Most helpful comment

Your relationship works if you specify both column names and don't specify a $name:

public function profile() {
    return $this->morphTo(null, 'user_profile_type', 'user_profile_id');
}

I would have expected $this->morphTo('user_profile') to produce the same result. But apparently, that's a misconception.

Nevertheless, when using a custom relationship name, the "profile" => null entry shouldn't be there.

All 8 comments

@themsaid Can you take a look at this?

You explicitly test the relation name in DatabaseEloquentModelTest::testMorphToCreatesProperRelation() (morphToStubWithName and morphToStubWithNameAndKeys). Aren't these tests incorrect?

@staudenmeir I think, my specific case is missing in these tests.

Testing my case could look like the following snippet.
Because the relationship is called via name in morphTo() and have nothing to do with the keys some_name in the tables.

// additional test scenario in testMorphToCreatesProperRelation()

// $this->morphTo('name');
$relation5 = $model->morphToStubWithOtherName();
$this->assertEquals('some_name_id', $relation5->getForeignKey());
$this->assertEquals('some_name_type', $relation5->getMorphType());
$this->assertEquals('name', $relation5->getRelation());
public function morphToStubWithOtherName()
{
    return $this->morphTo('name');
}

I hope my thesis are correct.

Your relationship works if you specify both column names and don't specify a $name:

public function profile() {
    return $this->morphTo(null, 'user_profile_type', 'user_profile_id');
}

I would have expected $this->morphTo('user_profile') to produce the same result. But apparently, that's a misconception.
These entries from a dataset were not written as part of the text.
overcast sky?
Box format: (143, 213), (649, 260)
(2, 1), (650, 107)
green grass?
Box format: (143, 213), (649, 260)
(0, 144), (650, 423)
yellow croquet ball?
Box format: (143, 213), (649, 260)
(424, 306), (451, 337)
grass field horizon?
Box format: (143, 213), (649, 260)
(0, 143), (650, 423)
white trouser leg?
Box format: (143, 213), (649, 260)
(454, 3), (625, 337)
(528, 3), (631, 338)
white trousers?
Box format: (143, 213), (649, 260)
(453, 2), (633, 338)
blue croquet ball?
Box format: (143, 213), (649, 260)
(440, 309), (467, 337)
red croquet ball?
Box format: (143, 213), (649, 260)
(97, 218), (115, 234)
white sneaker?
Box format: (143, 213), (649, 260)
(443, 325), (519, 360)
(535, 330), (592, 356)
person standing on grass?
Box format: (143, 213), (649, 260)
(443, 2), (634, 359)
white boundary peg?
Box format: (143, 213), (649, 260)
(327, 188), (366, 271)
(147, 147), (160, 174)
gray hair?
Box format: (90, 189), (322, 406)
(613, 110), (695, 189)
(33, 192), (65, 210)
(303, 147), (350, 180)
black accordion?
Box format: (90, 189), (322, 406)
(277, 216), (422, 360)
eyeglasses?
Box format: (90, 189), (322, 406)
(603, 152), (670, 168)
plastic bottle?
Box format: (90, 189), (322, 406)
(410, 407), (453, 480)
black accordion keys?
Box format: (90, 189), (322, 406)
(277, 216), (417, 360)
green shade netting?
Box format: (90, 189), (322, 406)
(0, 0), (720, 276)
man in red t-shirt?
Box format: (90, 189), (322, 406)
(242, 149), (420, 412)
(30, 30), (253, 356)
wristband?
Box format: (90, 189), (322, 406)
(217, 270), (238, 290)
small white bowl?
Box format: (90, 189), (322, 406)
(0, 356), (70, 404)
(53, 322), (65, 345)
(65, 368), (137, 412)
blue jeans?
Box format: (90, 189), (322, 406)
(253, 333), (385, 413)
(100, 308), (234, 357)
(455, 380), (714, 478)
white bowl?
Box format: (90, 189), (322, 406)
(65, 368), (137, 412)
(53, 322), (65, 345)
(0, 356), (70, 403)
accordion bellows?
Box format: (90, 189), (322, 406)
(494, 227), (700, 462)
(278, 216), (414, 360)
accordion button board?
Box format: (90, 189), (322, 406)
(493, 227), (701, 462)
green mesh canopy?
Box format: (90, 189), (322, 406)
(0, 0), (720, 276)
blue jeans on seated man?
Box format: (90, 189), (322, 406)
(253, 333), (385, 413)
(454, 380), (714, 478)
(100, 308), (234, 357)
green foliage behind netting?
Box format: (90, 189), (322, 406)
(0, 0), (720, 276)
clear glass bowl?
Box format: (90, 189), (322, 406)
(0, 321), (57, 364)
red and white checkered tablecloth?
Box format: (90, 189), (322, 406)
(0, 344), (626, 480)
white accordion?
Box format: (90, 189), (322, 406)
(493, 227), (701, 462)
Nevertheless, when using a custom relationship name, the "profile" => null entry shouldn't be there.

@staudenmeir wow, that works! 馃憤

I can see the misconception, but this looks like many dependencies in the framework.
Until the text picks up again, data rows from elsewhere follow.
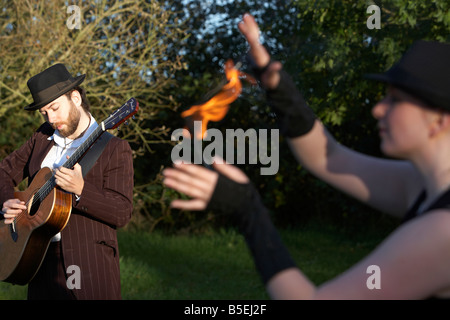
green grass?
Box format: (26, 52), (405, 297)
(0, 222), (392, 300)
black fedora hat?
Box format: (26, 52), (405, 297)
(25, 63), (86, 110)
(366, 40), (450, 111)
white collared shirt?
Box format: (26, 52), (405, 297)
(41, 114), (98, 241)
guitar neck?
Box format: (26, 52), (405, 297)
(33, 126), (105, 203)
(62, 126), (104, 169)
(33, 98), (139, 204)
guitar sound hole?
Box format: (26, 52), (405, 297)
(29, 199), (41, 216)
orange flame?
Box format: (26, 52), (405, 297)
(181, 59), (256, 139)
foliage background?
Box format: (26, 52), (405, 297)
(0, 0), (450, 232)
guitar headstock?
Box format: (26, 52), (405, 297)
(102, 98), (139, 131)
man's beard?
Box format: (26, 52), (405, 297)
(53, 101), (81, 138)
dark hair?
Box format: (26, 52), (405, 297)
(65, 87), (91, 112)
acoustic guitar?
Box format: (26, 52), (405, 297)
(0, 98), (139, 285)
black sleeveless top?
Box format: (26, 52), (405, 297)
(402, 189), (450, 300)
(402, 189), (450, 223)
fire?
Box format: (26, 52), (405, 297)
(181, 59), (256, 139)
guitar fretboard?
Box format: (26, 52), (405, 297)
(32, 126), (104, 205)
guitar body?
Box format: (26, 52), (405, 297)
(0, 168), (72, 285)
(0, 98), (139, 285)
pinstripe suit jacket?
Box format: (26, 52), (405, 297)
(0, 123), (134, 299)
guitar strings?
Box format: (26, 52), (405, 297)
(13, 98), (136, 224)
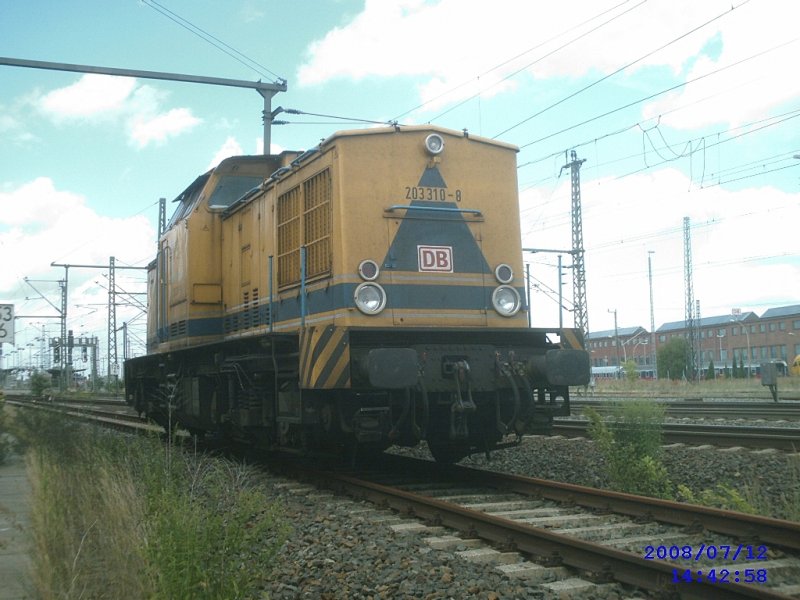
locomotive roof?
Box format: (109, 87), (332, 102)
(321, 125), (519, 152)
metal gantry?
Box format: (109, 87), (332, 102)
(683, 217), (697, 379)
(0, 56), (287, 155)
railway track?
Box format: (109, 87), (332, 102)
(276, 457), (800, 599)
(570, 396), (800, 421)
(6, 394), (800, 599)
(7, 396), (800, 452)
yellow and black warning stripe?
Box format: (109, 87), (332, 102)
(300, 325), (350, 389)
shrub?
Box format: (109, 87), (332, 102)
(15, 411), (287, 600)
(586, 401), (673, 498)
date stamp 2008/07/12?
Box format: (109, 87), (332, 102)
(643, 544), (768, 584)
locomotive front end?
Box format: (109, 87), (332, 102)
(300, 127), (589, 460)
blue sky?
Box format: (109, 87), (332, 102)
(0, 0), (800, 364)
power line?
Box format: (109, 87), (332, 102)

Can you confirm your service provider, please? You specify the classes, but don't actually alias them up?

Also, why is your relationship method called profile and the morph is called user_profile?

@deleugpn you mean the morphMap() in the ServiceProvider? Yes, it is included.
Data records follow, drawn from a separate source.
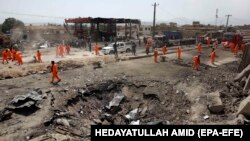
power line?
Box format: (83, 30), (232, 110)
(226, 15), (232, 31)
(1, 11), (66, 19)
(152, 2), (159, 38)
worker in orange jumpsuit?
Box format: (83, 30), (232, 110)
(193, 55), (200, 70)
(161, 44), (167, 55)
(2, 50), (9, 64)
(177, 47), (181, 60)
(50, 61), (61, 83)
(223, 41), (228, 50)
(210, 48), (216, 64)
(145, 43), (150, 55)
(56, 45), (60, 57)
(234, 45), (239, 57)
(15, 52), (23, 65)
(66, 45), (70, 55)
(154, 48), (158, 63)
(7, 49), (12, 60)
(197, 43), (202, 53)
(59, 45), (64, 57)
(95, 43), (99, 55)
(11, 48), (16, 62)
(229, 42), (235, 53)
(36, 50), (42, 63)
(241, 43), (246, 52)
(207, 38), (211, 47)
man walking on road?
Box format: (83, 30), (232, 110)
(132, 42), (136, 56)
(50, 61), (61, 83)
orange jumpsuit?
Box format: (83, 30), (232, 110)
(229, 42), (235, 52)
(210, 51), (215, 64)
(197, 44), (202, 53)
(234, 46), (239, 56)
(2, 50), (9, 64)
(177, 47), (181, 59)
(207, 39), (211, 47)
(7, 49), (12, 60)
(154, 49), (158, 63)
(241, 44), (246, 52)
(161, 46), (167, 55)
(59, 45), (64, 57)
(51, 64), (61, 82)
(193, 56), (200, 70)
(223, 42), (228, 50)
(95, 44), (99, 55)
(11, 49), (16, 62)
(15, 52), (23, 65)
(36, 51), (42, 63)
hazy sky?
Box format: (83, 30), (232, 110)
(0, 0), (250, 25)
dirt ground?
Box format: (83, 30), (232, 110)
(0, 45), (242, 141)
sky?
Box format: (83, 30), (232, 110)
(0, 0), (250, 25)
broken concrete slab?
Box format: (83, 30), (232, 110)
(207, 91), (225, 114)
(143, 87), (160, 99)
(106, 92), (125, 109)
(237, 96), (250, 118)
(0, 109), (12, 122)
(6, 89), (44, 110)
The idea was to have another "Profile"-Model relation to other Models except "User"-Model, nothing to do with the current structure. So maybe in future, we have "Customer"-Models, they may can also have "Profile"-Models, but not the same as "User"-Models. So then, I would call the relation "profile" again and get a kind of "BusinessCustomerProfile"-Model. In case of that, I can diverse the morph-fields in the database better, when naming "user_profile" and "customer_profile".

@deleugpn was referring to the missing keys/aliases in your morphMap().

Is defined now, but also the same logic as @staudenmeir has evaluated.